Re: [RFC PATCH v2 0/4] mm/damon: Support hot application detections

From: Gutierrez Asier

Date: Wed Mar 11 2026 - 09:16:54 EST


Hi SeongJae,

On 3/11/2026 8:07 AM, SeongJae Park wrote:
> Hello Asier,
>
>
> Thank you for continuing this work!
>
> On Tue, 10 Mar 2026 16:24:16 +0000 <gutierrez.asier@xxxxxxxxxxxxxxxxxxx> wrote:
>
>> From: Asier Gutierrez <gutierrez.asier@xxxxxxxxxxxxxxxxxxx>
>>
>> Overview
>> ----------
>
> Let's make the legnth of the subject and the length of the underline same.
>
>>
>> This patch set introduces a new dynamic mechanism for detecting hot applications
>> and hot regions in those applications.
>
> Seems now you offload the hot applications detection to the user space. If I'm
> not wrong, you should remove "hot applications and" on the above sentence.
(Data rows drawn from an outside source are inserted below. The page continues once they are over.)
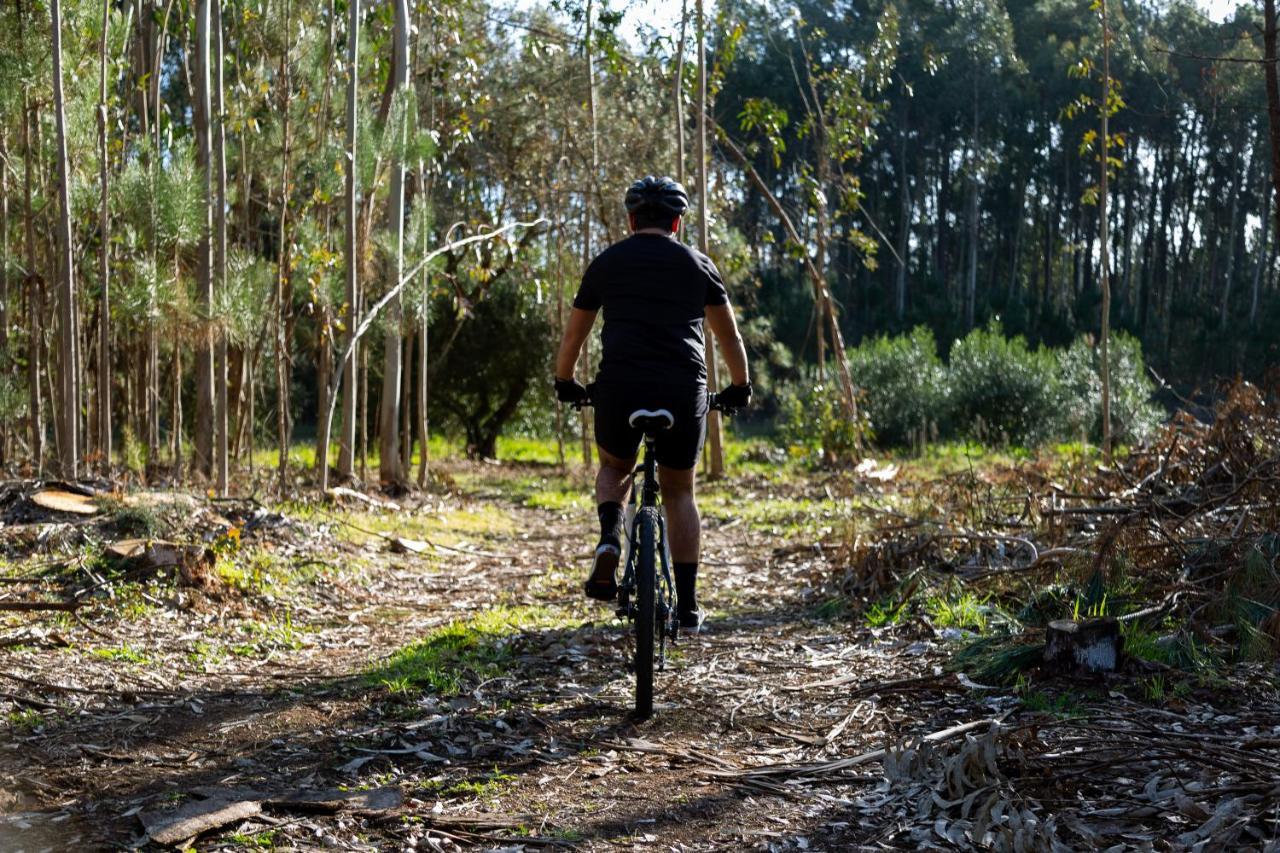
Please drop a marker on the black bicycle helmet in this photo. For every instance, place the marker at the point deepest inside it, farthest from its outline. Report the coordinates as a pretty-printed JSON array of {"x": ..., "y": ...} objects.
[{"x": 661, "y": 194}]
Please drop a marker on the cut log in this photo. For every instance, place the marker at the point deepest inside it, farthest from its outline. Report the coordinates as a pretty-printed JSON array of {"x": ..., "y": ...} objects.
[
  {"x": 193, "y": 562},
  {"x": 60, "y": 501},
  {"x": 1091, "y": 644},
  {"x": 408, "y": 546},
  {"x": 195, "y": 819},
  {"x": 341, "y": 493}
]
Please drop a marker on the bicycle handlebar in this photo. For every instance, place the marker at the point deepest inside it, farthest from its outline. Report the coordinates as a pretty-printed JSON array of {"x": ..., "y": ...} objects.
[{"x": 713, "y": 404}]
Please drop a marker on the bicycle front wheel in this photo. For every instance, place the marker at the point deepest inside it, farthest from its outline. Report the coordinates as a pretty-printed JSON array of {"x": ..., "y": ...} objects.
[{"x": 647, "y": 584}]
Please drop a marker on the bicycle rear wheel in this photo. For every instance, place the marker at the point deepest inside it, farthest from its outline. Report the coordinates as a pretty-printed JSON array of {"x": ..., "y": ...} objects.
[{"x": 647, "y": 584}]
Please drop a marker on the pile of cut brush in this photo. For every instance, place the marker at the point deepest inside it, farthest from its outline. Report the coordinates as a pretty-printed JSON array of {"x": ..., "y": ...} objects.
[
  {"x": 1134, "y": 611},
  {"x": 1171, "y": 551}
]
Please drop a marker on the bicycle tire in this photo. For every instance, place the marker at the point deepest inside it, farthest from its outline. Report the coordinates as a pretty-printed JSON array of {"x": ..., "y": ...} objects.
[{"x": 647, "y": 584}]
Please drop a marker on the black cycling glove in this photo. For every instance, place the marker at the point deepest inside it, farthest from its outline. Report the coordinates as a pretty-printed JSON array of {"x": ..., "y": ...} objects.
[
  {"x": 735, "y": 396},
  {"x": 571, "y": 391}
]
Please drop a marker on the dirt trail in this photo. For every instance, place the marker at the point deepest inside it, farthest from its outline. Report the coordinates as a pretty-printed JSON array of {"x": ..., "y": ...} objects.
[
  {"x": 540, "y": 753},
  {"x": 469, "y": 697}
]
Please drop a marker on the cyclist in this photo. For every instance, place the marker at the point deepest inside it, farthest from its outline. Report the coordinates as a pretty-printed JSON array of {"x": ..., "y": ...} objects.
[{"x": 654, "y": 292}]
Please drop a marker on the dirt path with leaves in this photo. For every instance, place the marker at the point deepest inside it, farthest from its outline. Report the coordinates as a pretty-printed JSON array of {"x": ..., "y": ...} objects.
[{"x": 333, "y": 688}]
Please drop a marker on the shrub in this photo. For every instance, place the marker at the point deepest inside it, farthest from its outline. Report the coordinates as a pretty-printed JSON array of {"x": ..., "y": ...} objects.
[
  {"x": 814, "y": 422},
  {"x": 1133, "y": 416},
  {"x": 1001, "y": 389},
  {"x": 905, "y": 386}
]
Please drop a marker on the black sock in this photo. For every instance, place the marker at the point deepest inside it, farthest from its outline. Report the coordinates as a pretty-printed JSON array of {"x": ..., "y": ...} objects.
[
  {"x": 611, "y": 524},
  {"x": 686, "y": 583}
]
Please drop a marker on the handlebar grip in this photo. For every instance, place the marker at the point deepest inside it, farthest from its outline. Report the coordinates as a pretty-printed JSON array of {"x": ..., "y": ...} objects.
[{"x": 714, "y": 405}]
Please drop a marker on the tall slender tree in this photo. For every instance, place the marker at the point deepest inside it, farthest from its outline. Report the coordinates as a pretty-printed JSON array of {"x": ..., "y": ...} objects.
[
  {"x": 104, "y": 341},
  {"x": 222, "y": 416},
  {"x": 392, "y": 465},
  {"x": 714, "y": 438},
  {"x": 68, "y": 368},
  {"x": 348, "y": 368},
  {"x": 202, "y": 115}
]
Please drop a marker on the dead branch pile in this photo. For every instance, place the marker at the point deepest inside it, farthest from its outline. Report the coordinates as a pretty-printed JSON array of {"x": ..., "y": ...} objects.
[{"x": 1184, "y": 530}]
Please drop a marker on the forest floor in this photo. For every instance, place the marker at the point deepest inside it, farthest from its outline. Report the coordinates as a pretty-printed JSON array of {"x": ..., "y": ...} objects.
[{"x": 320, "y": 685}]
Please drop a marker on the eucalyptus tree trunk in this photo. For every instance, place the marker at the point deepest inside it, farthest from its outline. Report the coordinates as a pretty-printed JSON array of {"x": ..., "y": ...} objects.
[
  {"x": 222, "y": 425},
  {"x": 584, "y": 363},
  {"x": 282, "y": 279},
  {"x": 904, "y": 220},
  {"x": 1243, "y": 172},
  {"x": 1104, "y": 241},
  {"x": 714, "y": 438},
  {"x": 424, "y": 424},
  {"x": 350, "y": 372},
  {"x": 680, "y": 95},
  {"x": 391, "y": 465},
  {"x": 970, "y": 290},
  {"x": 1269, "y": 54},
  {"x": 1265, "y": 233},
  {"x": 5, "y": 357},
  {"x": 104, "y": 340},
  {"x": 68, "y": 414},
  {"x": 202, "y": 108}
]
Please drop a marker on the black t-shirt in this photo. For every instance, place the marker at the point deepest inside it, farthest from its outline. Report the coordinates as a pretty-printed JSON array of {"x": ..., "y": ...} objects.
[{"x": 654, "y": 291}]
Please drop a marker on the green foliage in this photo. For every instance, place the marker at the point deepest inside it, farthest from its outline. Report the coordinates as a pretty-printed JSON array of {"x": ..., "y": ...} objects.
[
  {"x": 906, "y": 384},
  {"x": 1001, "y": 389},
  {"x": 813, "y": 422},
  {"x": 965, "y": 611},
  {"x": 452, "y": 656},
  {"x": 481, "y": 382},
  {"x": 1079, "y": 368}
]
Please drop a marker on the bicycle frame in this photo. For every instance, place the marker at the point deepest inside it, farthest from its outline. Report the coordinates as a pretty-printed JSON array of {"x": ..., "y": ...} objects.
[{"x": 645, "y": 491}]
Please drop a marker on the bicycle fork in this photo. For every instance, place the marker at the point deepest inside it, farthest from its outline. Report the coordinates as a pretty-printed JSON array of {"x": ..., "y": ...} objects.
[{"x": 644, "y": 488}]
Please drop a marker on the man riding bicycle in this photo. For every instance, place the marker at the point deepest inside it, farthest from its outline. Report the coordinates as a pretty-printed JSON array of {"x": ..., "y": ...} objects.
[{"x": 654, "y": 292}]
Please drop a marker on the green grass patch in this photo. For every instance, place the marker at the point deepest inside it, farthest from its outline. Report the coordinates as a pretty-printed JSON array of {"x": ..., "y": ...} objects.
[
  {"x": 487, "y": 787},
  {"x": 964, "y": 611},
  {"x": 453, "y": 656},
  {"x": 126, "y": 653},
  {"x": 787, "y": 516},
  {"x": 24, "y": 721},
  {"x": 259, "y": 638},
  {"x": 264, "y": 840}
]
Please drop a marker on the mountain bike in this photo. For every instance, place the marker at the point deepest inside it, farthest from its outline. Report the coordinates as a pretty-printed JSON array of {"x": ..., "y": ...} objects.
[{"x": 647, "y": 593}]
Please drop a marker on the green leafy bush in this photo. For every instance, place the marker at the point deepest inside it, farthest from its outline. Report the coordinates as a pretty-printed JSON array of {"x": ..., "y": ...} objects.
[
  {"x": 993, "y": 389},
  {"x": 905, "y": 383},
  {"x": 1004, "y": 391},
  {"x": 813, "y": 422},
  {"x": 1133, "y": 416}
]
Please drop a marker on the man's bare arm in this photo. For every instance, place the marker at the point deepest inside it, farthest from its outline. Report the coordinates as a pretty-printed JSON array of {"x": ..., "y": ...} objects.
[
  {"x": 725, "y": 325},
  {"x": 579, "y": 325}
]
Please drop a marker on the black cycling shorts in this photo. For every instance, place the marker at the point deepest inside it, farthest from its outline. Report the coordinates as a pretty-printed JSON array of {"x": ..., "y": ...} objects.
[{"x": 677, "y": 447}]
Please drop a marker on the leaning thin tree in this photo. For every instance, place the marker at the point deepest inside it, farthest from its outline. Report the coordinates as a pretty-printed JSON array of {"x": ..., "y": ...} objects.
[{"x": 68, "y": 415}]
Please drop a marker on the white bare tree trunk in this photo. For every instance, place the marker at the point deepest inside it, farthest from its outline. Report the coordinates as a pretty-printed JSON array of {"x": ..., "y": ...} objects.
[{"x": 391, "y": 465}]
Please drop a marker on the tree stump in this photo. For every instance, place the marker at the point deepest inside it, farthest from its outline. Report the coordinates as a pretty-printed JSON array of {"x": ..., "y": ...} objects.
[{"x": 1091, "y": 644}]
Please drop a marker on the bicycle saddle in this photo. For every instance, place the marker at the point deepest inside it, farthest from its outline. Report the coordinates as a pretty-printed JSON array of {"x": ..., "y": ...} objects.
[{"x": 652, "y": 422}]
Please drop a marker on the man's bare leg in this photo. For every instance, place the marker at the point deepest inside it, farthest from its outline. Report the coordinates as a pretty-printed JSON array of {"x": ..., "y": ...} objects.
[
  {"x": 684, "y": 533},
  {"x": 684, "y": 527},
  {"x": 612, "y": 482}
]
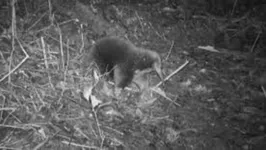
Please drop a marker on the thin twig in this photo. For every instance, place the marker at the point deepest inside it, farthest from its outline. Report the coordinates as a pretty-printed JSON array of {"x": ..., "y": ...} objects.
[
  {"x": 82, "y": 40},
  {"x": 170, "y": 50},
  {"x": 169, "y": 99},
  {"x": 13, "y": 37},
  {"x": 142, "y": 28},
  {"x": 79, "y": 145},
  {"x": 46, "y": 62},
  {"x": 173, "y": 73},
  {"x": 264, "y": 91},
  {"x": 61, "y": 49},
  {"x": 255, "y": 42},
  {"x": 36, "y": 22},
  {"x": 15, "y": 68},
  {"x": 234, "y": 8}
]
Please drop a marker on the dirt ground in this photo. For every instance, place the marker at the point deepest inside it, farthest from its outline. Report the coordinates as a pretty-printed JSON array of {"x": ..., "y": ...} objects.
[{"x": 213, "y": 96}]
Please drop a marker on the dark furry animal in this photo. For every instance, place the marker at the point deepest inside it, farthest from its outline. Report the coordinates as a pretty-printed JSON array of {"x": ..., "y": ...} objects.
[{"x": 122, "y": 58}]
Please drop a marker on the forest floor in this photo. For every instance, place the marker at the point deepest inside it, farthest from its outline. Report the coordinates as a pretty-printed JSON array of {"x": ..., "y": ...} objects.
[{"x": 216, "y": 101}]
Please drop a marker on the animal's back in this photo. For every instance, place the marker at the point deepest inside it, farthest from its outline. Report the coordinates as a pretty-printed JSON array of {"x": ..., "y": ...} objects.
[{"x": 112, "y": 50}]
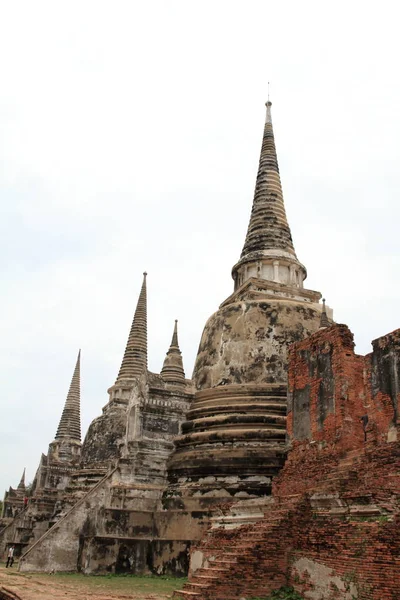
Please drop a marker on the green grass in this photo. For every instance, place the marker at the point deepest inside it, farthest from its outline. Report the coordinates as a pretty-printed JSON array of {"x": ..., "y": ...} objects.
[
  {"x": 121, "y": 583},
  {"x": 151, "y": 584}
]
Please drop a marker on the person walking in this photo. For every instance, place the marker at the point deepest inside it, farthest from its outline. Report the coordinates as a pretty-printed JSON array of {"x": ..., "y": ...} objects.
[{"x": 10, "y": 557}]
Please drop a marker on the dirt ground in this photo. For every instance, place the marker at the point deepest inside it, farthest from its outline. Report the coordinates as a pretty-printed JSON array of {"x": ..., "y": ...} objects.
[{"x": 80, "y": 587}]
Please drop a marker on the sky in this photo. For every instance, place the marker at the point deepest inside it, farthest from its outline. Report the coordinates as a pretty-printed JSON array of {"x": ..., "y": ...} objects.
[{"x": 130, "y": 134}]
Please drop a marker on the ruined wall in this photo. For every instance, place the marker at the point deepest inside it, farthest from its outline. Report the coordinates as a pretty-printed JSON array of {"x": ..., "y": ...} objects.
[{"x": 334, "y": 532}]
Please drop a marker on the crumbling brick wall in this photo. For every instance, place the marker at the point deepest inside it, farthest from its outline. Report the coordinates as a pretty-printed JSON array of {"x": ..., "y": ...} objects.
[{"x": 334, "y": 534}]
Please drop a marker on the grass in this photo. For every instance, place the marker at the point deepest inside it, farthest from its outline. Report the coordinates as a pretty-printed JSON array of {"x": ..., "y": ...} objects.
[
  {"x": 121, "y": 583},
  {"x": 152, "y": 584}
]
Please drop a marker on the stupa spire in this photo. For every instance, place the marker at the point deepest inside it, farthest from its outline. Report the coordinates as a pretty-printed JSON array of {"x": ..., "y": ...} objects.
[
  {"x": 135, "y": 356},
  {"x": 324, "y": 321},
  {"x": 70, "y": 422},
  {"x": 268, "y": 237},
  {"x": 21, "y": 485},
  {"x": 268, "y": 228},
  {"x": 172, "y": 370}
]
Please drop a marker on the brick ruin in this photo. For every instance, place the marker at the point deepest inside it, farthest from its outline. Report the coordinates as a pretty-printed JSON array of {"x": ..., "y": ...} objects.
[
  {"x": 251, "y": 475},
  {"x": 331, "y": 527}
]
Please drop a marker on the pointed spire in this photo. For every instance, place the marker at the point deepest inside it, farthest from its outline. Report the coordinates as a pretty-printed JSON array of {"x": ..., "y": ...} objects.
[
  {"x": 21, "y": 485},
  {"x": 70, "y": 422},
  {"x": 268, "y": 239},
  {"x": 324, "y": 321},
  {"x": 172, "y": 371},
  {"x": 268, "y": 228},
  {"x": 135, "y": 356}
]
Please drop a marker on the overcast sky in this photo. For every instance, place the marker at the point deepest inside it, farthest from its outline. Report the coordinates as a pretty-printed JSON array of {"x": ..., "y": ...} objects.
[{"x": 130, "y": 135}]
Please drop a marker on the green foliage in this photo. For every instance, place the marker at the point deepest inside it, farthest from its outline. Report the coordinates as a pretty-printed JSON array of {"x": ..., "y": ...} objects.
[{"x": 284, "y": 593}]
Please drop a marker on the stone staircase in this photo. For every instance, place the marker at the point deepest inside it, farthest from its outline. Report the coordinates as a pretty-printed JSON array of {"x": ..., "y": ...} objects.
[{"x": 222, "y": 578}]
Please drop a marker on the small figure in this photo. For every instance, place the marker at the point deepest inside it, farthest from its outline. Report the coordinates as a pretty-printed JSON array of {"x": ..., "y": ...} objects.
[
  {"x": 364, "y": 421},
  {"x": 10, "y": 557}
]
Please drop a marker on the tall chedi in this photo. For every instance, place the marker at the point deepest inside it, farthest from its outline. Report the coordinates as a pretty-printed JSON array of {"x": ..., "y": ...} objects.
[
  {"x": 67, "y": 443},
  {"x": 234, "y": 439},
  {"x": 106, "y": 433}
]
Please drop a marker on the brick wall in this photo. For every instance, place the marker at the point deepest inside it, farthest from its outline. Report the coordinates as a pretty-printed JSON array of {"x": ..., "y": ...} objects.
[{"x": 333, "y": 532}]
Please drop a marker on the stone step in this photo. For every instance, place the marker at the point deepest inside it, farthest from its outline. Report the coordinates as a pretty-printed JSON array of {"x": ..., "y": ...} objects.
[{"x": 186, "y": 594}]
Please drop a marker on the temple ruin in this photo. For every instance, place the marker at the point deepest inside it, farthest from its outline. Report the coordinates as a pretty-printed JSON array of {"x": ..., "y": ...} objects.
[{"x": 271, "y": 466}]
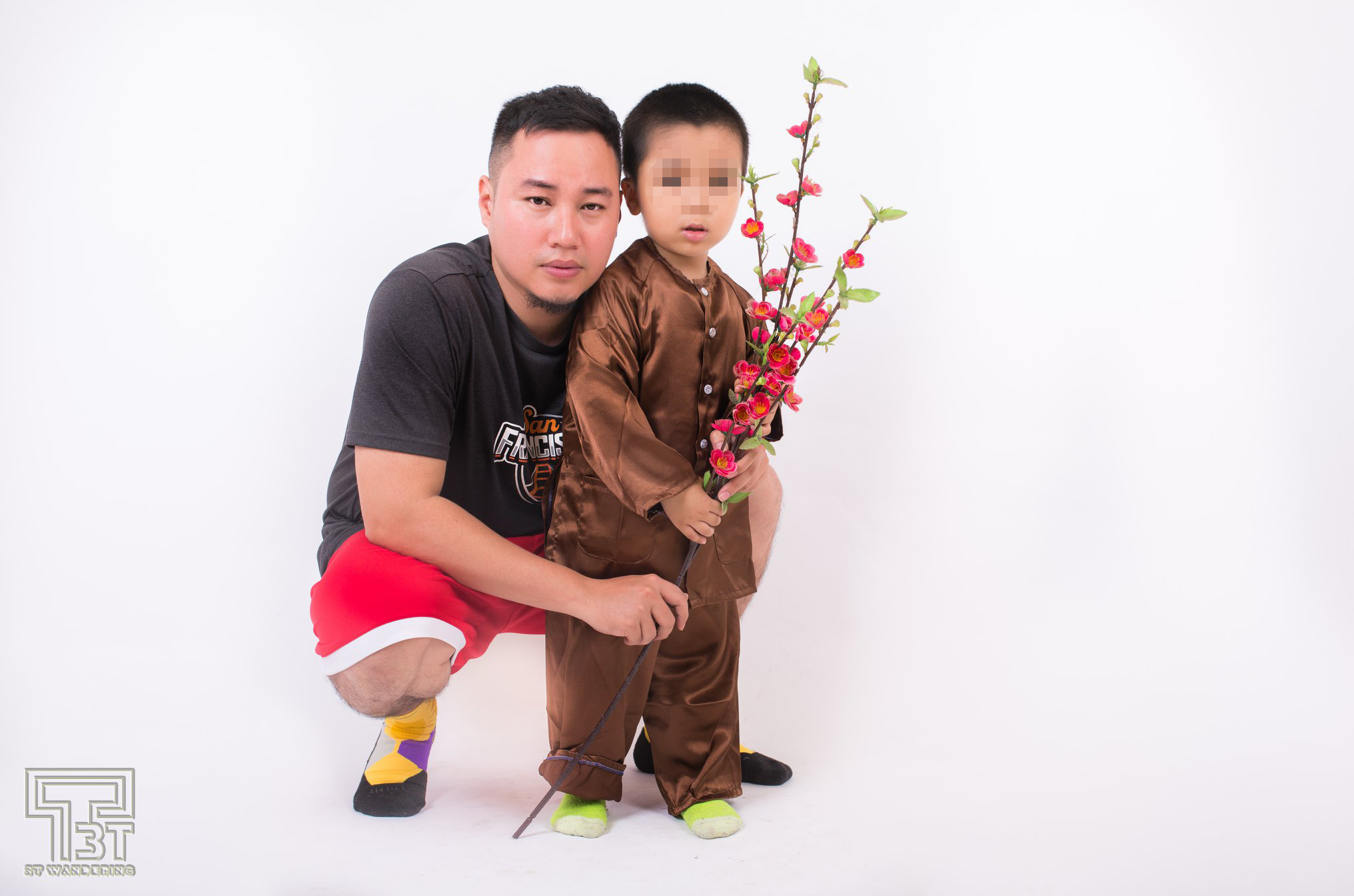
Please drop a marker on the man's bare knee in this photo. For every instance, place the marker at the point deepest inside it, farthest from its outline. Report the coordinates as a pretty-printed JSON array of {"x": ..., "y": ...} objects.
[{"x": 396, "y": 678}]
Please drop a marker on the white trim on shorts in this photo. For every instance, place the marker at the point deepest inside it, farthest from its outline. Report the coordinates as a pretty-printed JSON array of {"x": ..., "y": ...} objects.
[{"x": 400, "y": 630}]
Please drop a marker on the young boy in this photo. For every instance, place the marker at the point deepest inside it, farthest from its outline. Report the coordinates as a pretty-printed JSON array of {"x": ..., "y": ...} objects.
[{"x": 649, "y": 371}]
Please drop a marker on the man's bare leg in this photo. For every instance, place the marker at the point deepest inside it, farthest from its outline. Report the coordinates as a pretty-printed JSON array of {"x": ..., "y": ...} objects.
[
  {"x": 764, "y": 514},
  {"x": 398, "y": 684}
]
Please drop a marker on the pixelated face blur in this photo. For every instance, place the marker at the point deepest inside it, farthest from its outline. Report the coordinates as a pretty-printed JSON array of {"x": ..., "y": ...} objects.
[
  {"x": 688, "y": 190},
  {"x": 552, "y": 217}
]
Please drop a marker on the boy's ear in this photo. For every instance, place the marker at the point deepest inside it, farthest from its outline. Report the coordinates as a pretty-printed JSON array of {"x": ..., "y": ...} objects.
[
  {"x": 486, "y": 199},
  {"x": 631, "y": 193}
]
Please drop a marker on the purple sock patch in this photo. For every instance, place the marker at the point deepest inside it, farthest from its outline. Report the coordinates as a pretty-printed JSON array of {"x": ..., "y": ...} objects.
[{"x": 417, "y": 750}]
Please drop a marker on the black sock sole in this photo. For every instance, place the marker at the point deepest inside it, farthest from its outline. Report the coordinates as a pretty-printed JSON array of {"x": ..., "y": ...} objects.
[
  {"x": 392, "y": 800},
  {"x": 757, "y": 768}
]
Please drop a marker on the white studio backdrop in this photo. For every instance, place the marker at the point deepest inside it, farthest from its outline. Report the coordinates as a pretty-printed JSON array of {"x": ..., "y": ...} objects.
[{"x": 1061, "y": 598}]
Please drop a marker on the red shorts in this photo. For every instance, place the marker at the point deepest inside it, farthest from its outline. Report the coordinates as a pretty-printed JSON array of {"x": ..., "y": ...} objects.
[{"x": 371, "y": 598}]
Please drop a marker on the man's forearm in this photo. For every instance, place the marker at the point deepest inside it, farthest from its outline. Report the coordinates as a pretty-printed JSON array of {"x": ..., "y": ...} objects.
[{"x": 440, "y": 532}]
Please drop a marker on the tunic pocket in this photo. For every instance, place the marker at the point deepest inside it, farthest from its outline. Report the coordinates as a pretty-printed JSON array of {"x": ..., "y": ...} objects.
[
  {"x": 733, "y": 536},
  {"x": 608, "y": 530}
]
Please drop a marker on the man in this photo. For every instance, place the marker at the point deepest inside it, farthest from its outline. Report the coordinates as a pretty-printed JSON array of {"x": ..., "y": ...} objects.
[{"x": 434, "y": 530}]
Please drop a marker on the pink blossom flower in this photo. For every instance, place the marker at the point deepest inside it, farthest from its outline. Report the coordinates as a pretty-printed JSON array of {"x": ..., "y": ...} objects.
[
  {"x": 762, "y": 310},
  {"x": 760, "y": 405},
  {"x": 805, "y": 252},
  {"x": 724, "y": 463}
]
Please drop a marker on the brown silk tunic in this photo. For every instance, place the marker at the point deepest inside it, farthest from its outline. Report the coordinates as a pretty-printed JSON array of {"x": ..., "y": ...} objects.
[{"x": 649, "y": 371}]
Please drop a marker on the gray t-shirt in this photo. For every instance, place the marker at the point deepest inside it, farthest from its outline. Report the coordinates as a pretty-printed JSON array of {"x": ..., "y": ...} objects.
[{"x": 448, "y": 371}]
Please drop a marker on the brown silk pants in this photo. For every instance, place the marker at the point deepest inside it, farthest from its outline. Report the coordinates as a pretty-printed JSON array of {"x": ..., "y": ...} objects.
[{"x": 687, "y": 692}]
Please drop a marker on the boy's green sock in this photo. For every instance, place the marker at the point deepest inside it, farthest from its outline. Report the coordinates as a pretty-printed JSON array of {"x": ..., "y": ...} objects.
[
  {"x": 711, "y": 819},
  {"x": 580, "y": 818}
]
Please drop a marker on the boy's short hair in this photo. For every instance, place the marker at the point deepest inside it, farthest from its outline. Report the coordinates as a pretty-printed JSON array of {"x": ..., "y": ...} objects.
[
  {"x": 692, "y": 105},
  {"x": 554, "y": 109}
]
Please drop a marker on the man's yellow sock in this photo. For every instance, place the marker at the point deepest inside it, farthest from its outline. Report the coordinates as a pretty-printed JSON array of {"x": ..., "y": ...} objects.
[{"x": 396, "y": 780}]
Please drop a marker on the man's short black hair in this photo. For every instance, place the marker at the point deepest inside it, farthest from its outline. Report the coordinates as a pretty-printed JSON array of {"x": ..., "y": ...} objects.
[
  {"x": 692, "y": 105},
  {"x": 554, "y": 109}
]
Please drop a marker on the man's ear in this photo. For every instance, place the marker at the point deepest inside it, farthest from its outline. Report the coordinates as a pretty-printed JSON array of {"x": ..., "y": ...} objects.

You're right. I was not sure whether changing the RFC subject was right or not.
I will change it for the next RFC version.

>>
>> Motivation
>> -----------
>>
>> Since TLB is a bottleneck for many systems, a way to optimize TLB misses (or
>> hits) is to use huge pages. Unfortunately, using "always" in THP leads to memory
>> fragmentation and memory waste. For this reason, most application guides and
>> system administrators suggest to disable THP.
>>
>>
>> Solution
>> -----------
>>
>> A new Linux kernel module that uses DAMON to detect hot regions and collapse
>> those regions into huge pages. The user supplies a set of PIDs using a module
>> parameter,
>
> This sounds reasonable to me.
>
>> and then, the module launches a new kdamond thread to monitor each
>> of the tasks.
>>
>> In each kdamond, we start with a high min_access value. Our goal is to find the
>> "maximum" min_access value at which point the DAMON action is applied. In each
>> cycle, if no action is applied, we lower the min_access.
>
> So, this patch series introduces a sort of auto-tuning of the hugepages
> collapse hotness threshold, that implemented in the new module.
>
> We already have a sort of DAMOS auto-tuning feature, namely goal-based DAMOS
> quota auto-tuning [1]. Have you considered using that? Of course, it might
> not be able to be used as is. Some extensions, e.g., introduction of new goal
> metric, may be needed.
>
> Yet another approach would be implementing the auto-tuning in the user-space.
> Because DAMON parameters can be updated online, updating the min_access from
> the user space should be doable? Given the fact the module anyway require
> user-space control for feeding the list of applications to apply access-aware
> huge pages collapsing, I find no problem at user space driven auto-tuning.
>
> If the goal-based DAMOS quota auto-tuning or the user-space based auto-tuning
> are feasible, all the controls can be done using DAMON sysfs interface.
> Introduction of the new kernel module might not really be needed in the case.
>
> We have DAMON modules in addition to DAMON sysfs interface for users who want
> to use DAMON for a given specific use case with only minimum or near-zero
> user-space control. In this case, because it is already aimed to ask the
> user-space to feed the list of applications to apply DAMOS-based hugepages
> collapsing, it seems a new module is not really needed, to me.
>
> But I guess your use case might have some special restrictions that really
> require use of the module instead of offloading the auto-tuning to the
> user-space or DAMON core. Is that the case? If so, can you share more details
> about it?

I haven't figured out how I can use goal autotune to change the min_access.
Your suggestion about moving this to the user space sound good.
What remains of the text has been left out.